A judicialização da saúde no Brasil segue em crescimento, ampliando a exposição de médicos a riscos jurídicos. Até agosto de 2025, a soma de processos pendentes alcançou cerca de 880 mil, distribuídos entre a Justiça Estadual, Federal e Tribunais Superiores. A tendência aumenta a demanda por mecanismos de proteção financeira e reputacional.

Especialistas destacam que o seguro de responsabilidade civil profissional aparece como ferramenta estratégica diante desse cenário. Segundo Guilherme Silveira, CEO da Genebra Seguros, a medicina é uma atividade propensa a questionamentos, mesmo quando realizada com diligência e boas práticas. O seguro ajuda a manter o patrimônio do médico e sustenta a defesa técnica.

Na prática, a apólice cobre reclamações de terceiros envolvendo danos decorrentes de erro profissional, omissão ou falha no exercício da medicina. Abrange diagnósticos incorretos, complicações de procedimentos, dúvidas sobre condutas clínicas e falhas na comunicação de riscos. O seguro não implica erro comprovado, mas facilita a defesa quando há alegação ou processo.

Benefícios além da proteção financeira

O suporte jurídico especializado é um dos pilares do seguro. Ao receber uma notificação ou ação, a seguradora pode contratar advogados especializados, cobrir honorários e custas processuais, assegurando uma defesa estruturada. Demandas médicas costumam envolver perícias técnicas e debates sobre protocolos clínicos, tornando o acompanhamento técnico essencial.

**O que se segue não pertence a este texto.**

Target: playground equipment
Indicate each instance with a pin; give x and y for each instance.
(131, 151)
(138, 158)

A cobertura básica atua sobre danos corporais, materiais e, muitas vezes, danos morais. Há ainda opções para ampliar a proteção a múltiplas instituições, procedimentos de maior risco, atividades de ensino ou pesquisa e até exposição em meios digitais. A flexibilidade permite ajustar a apólice à realidade do médico.

Mitos comuns

Muitos acreditam que o seguro é necessário apenas para quem já enfrentou processos ou para especialidades de alto risco. Na prática, qualquer profissional pode ser alvo de questionamentos jurídicos. Outro equívoco é pensar que a função principal é pagar indenizações; o suporte técnico e jurídico costuma ser tão relevante quanto a cobertura financeira.